Tabi dünyada bunlar olup biter iken içeride Ana muhalefet partisi hiç boş durur mu? Türkiye ye AK Parti üzerinden operasyon yapılsın diye aşeren CHP Milletvekili Sezgin Tanrıkulu Almanya’nın Der Spiegel Gazetesi’ne “Türkiye’ye karşı ekonomik yaptırım uygulanması ve yatırımların kesilmesi çağrısında’’ bulunmuş. Bu çağrısının karşılık bulması durumunda “Cumhurbaşkanı Erdoğan’ın zor günler geçirebileceğinin altını da önemle çizivermiş’’ yani kimin vekili olduğuna bir türlü karar veremediğim bu zat karnında ne varsa aziz mübarek Ramazan günü ortalığa döküvermiş…

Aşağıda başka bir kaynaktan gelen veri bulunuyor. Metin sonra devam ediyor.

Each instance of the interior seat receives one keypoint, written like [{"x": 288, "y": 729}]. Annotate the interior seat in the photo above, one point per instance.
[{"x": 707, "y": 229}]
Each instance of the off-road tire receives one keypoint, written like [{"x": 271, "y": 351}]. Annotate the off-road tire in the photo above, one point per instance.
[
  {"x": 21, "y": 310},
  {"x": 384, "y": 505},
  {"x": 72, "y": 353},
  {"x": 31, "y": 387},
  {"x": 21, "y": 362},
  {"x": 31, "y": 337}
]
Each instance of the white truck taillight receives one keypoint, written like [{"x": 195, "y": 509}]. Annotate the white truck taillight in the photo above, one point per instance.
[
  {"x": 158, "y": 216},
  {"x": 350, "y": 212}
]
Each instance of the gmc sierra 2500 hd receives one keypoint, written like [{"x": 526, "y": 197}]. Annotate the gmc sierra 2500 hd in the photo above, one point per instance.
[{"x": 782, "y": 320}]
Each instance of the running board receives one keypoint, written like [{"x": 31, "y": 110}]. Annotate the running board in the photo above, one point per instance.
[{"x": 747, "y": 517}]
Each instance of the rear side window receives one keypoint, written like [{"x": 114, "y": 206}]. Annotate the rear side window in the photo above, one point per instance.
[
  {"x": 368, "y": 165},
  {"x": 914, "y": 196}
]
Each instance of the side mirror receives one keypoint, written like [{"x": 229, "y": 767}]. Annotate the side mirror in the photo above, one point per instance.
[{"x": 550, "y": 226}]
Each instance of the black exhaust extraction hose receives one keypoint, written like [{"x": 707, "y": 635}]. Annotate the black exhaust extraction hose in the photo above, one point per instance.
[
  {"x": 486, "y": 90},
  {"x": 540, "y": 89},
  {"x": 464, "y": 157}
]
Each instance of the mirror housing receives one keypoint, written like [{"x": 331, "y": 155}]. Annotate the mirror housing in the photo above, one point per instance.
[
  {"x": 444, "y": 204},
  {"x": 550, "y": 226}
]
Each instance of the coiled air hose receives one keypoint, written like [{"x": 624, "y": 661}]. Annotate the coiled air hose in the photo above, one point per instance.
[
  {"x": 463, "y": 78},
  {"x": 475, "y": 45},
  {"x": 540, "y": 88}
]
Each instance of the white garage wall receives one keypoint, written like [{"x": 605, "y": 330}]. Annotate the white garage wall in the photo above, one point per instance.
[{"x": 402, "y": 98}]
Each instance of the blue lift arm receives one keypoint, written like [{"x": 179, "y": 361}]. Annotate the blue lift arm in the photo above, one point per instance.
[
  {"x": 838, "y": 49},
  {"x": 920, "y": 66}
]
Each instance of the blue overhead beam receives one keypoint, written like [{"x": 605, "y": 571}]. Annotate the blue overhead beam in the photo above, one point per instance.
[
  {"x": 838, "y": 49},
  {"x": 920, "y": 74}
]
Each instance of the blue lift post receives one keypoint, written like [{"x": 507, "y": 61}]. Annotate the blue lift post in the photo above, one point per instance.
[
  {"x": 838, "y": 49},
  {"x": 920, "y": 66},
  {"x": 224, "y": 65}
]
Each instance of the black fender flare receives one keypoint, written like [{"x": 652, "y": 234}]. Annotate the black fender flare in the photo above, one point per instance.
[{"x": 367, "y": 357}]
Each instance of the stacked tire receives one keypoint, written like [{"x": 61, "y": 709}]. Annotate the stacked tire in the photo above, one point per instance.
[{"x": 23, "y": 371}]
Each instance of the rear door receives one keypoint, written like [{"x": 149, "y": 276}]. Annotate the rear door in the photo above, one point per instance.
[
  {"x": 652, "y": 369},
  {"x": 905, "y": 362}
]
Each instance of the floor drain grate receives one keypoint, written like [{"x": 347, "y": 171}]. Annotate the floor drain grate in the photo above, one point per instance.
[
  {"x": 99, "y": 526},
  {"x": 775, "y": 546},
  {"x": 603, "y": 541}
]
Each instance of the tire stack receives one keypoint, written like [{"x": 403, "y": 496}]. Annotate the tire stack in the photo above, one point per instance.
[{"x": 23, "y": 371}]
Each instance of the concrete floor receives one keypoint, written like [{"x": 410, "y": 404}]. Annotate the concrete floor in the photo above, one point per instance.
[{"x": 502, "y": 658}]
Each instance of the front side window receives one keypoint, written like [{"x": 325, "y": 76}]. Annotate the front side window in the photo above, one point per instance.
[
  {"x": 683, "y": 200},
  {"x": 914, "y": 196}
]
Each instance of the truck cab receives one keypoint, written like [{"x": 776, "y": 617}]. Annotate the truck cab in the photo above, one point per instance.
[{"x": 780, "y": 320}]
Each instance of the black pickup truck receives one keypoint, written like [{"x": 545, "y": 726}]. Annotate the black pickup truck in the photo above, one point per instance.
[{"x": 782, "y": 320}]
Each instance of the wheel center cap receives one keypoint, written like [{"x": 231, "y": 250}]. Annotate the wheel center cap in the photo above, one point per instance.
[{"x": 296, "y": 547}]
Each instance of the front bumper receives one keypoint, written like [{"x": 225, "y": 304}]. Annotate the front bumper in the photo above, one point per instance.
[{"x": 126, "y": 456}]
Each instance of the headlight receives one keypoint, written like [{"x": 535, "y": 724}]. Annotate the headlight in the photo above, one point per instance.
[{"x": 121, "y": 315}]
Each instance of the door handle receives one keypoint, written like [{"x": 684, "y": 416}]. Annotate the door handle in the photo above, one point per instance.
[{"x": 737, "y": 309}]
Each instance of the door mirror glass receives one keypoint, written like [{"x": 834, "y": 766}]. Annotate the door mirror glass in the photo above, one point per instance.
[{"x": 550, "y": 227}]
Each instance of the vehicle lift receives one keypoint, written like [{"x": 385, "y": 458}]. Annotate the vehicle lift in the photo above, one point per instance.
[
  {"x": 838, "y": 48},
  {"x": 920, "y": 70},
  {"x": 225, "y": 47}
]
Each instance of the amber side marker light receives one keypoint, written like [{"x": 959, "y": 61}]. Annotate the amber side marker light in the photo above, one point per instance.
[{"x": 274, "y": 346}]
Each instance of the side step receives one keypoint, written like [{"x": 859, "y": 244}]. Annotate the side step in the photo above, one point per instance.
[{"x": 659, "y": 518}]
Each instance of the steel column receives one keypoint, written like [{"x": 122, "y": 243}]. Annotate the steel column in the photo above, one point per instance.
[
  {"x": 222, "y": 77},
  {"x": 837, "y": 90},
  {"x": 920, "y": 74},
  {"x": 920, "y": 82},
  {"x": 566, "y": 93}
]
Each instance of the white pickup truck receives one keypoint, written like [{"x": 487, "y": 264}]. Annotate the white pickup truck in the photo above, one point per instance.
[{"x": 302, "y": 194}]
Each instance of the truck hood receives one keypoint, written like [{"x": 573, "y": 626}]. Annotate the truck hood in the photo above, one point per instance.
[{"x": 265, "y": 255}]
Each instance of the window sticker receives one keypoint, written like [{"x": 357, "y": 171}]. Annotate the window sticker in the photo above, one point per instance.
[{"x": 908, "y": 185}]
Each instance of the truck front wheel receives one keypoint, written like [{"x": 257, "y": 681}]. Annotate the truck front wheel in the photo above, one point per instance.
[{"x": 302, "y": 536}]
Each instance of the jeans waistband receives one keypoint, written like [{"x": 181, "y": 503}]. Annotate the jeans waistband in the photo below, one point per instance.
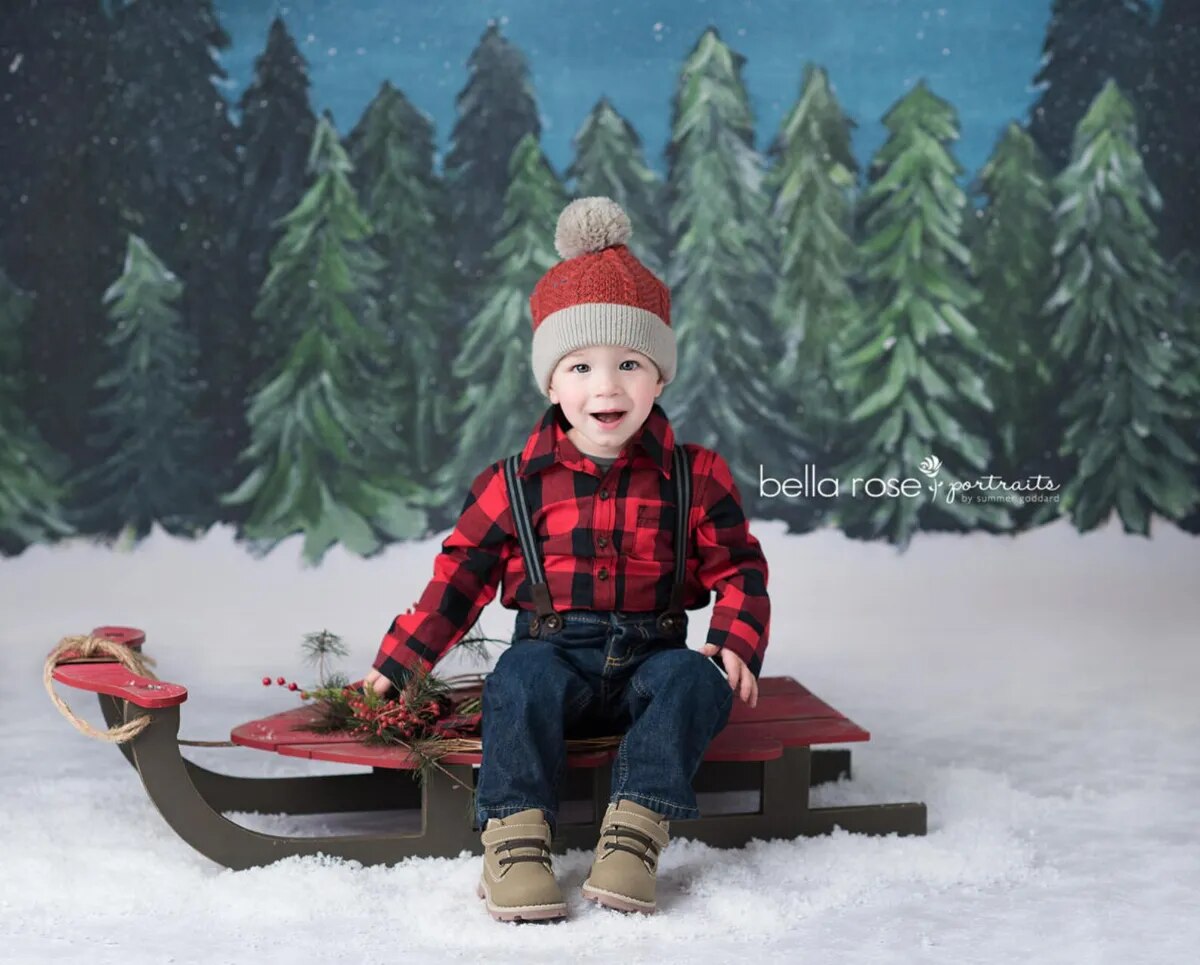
[{"x": 595, "y": 617}]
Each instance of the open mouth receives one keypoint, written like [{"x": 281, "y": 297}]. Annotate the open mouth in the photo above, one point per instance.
[{"x": 611, "y": 418}]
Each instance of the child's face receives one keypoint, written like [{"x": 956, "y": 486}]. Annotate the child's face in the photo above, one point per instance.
[{"x": 599, "y": 379}]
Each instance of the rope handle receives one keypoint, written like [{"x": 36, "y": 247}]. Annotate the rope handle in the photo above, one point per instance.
[{"x": 84, "y": 647}]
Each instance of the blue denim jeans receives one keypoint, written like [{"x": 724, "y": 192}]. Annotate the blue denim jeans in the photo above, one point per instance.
[{"x": 601, "y": 673}]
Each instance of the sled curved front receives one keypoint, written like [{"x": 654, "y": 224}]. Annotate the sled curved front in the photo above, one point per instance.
[
  {"x": 174, "y": 786},
  {"x": 767, "y": 749}
]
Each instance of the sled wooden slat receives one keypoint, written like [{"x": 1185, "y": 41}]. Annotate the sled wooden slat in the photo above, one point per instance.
[
  {"x": 373, "y": 755},
  {"x": 798, "y": 733},
  {"x": 115, "y": 681},
  {"x": 285, "y": 729},
  {"x": 768, "y": 750}
]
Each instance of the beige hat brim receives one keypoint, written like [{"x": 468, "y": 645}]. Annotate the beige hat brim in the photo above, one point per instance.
[{"x": 597, "y": 323}]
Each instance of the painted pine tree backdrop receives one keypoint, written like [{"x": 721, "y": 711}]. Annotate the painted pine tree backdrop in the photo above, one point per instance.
[{"x": 295, "y": 330}]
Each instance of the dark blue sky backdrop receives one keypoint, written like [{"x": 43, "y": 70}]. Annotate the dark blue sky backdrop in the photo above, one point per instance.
[{"x": 979, "y": 54}]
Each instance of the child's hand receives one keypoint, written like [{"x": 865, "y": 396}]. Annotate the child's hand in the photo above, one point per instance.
[
  {"x": 377, "y": 681},
  {"x": 743, "y": 682}
]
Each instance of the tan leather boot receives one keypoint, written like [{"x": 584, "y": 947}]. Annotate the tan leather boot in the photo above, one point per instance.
[
  {"x": 627, "y": 861},
  {"x": 517, "y": 881}
]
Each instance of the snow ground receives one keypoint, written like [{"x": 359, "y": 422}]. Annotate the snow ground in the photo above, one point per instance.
[{"x": 1039, "y": 694}]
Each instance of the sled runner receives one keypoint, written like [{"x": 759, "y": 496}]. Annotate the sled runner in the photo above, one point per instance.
[{"x": 768, "y": 751}]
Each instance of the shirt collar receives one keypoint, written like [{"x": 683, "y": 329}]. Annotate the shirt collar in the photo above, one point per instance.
[{"x": 549, "y": 443}]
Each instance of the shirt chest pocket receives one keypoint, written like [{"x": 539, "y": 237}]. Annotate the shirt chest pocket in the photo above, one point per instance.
[{"x": 652, "y": 532}]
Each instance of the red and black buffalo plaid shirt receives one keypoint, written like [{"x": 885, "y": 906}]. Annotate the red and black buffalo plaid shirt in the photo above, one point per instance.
[{"x": 605, "y": 541}]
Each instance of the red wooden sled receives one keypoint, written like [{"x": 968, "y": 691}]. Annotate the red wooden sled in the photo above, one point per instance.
[{"x": 767, "y": 749}]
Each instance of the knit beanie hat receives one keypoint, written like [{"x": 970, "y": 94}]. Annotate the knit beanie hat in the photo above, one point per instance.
[{"x": 600, "y": 295}]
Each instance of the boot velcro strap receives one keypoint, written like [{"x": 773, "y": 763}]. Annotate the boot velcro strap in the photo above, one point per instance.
[
  {"x": 653, "y": 829},
  {"x": 503, "y": 833},
  {"x": 540, "y": 843}
]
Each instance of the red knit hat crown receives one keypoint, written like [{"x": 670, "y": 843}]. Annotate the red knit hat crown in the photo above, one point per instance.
[{"x": 601, "y": 294}]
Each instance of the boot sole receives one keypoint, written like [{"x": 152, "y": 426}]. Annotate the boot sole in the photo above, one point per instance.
[
  {"x": 616, "y": 901},
  {"x": 521, "y": 912}
]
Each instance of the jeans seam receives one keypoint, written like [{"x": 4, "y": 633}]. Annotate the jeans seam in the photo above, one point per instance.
[{"x": 639, "y": 797}]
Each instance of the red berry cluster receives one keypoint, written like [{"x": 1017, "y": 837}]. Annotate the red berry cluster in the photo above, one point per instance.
[
  {"x": 283, "y": 682},
  {"x": 393, "y": 717}
]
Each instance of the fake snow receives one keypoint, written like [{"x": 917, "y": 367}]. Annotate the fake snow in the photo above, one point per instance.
[{"x": 1038, "y": 694}]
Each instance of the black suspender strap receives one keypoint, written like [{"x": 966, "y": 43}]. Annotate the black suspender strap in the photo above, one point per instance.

Ya bunun İslami olan her türlü harekete karşı olan Genel Müdürüne ne demeli? Oda FETÖ gibi, Rabia işaretinden çok ciddi anlamda rahatsız oluyormuş… Hatırladınız o güzelim işaret Rabia’nın hikâyesini değil mi? Hani Mısır’da Rabiatul Adeviyye Meydanında satılmış Sisi’nin yapmış olduğu hain darbeye karşı koyar iken şehit olan Müslüman Kardeşlerin liderlerinden Muhammed El Biltaci’nin 17 yaşındaki şehit kızı Esma ile özdeşleşen ve tüm dünyaya yayılan Rabia’dan bahsediyor… Cumhurbaşkanımızın her daim milleti ile buluştuğunda dillendirdiği ‘’tek millet, tek bayrak, tek vatan, tek devlet”  söyleminin karşılığı olan o güzelim  işaretten.. İstiyor ki Türkiye’de de Suud, BAE, Kuveyt, Bahreyn de olduğu gibi bu işaret yasaklasın;  Esmalar şehit olsun, Aylan bebekler kıya vursun, Filistin’de gencecik bedenler hapislerde çürüsün…

Türkiye, Suudi Arabistan ile Katar arasında taraf olmamalıdır diyen, Türkiye’nin ihvandan desteğini çekmesini söyleyen CHP Genel Başkanı (Müdür) Kemal Kılıçdaroğlu grup toplantısında Mısır’daki zulme karşı direnişle birlikte dünya Müslümanlarının sembolü haline gelen ‘Rabia’ işaretine “terörist simge” yakıştırmasında bulundu.. Müdürün lafına bakıp ta şaşırdık mı? Asla..!

Bu millet her seçim döneminde size hareketin, yani işaretin en kralını çekiyor amma siz hep anlamamış gibi yapıyor “Kamyon tekerinin arasına yine taş sıkışmış herhalde’’ diyerek her zamanki gibi salağa yatıyorsunuz… Lakin biz bu durumun farkındayız.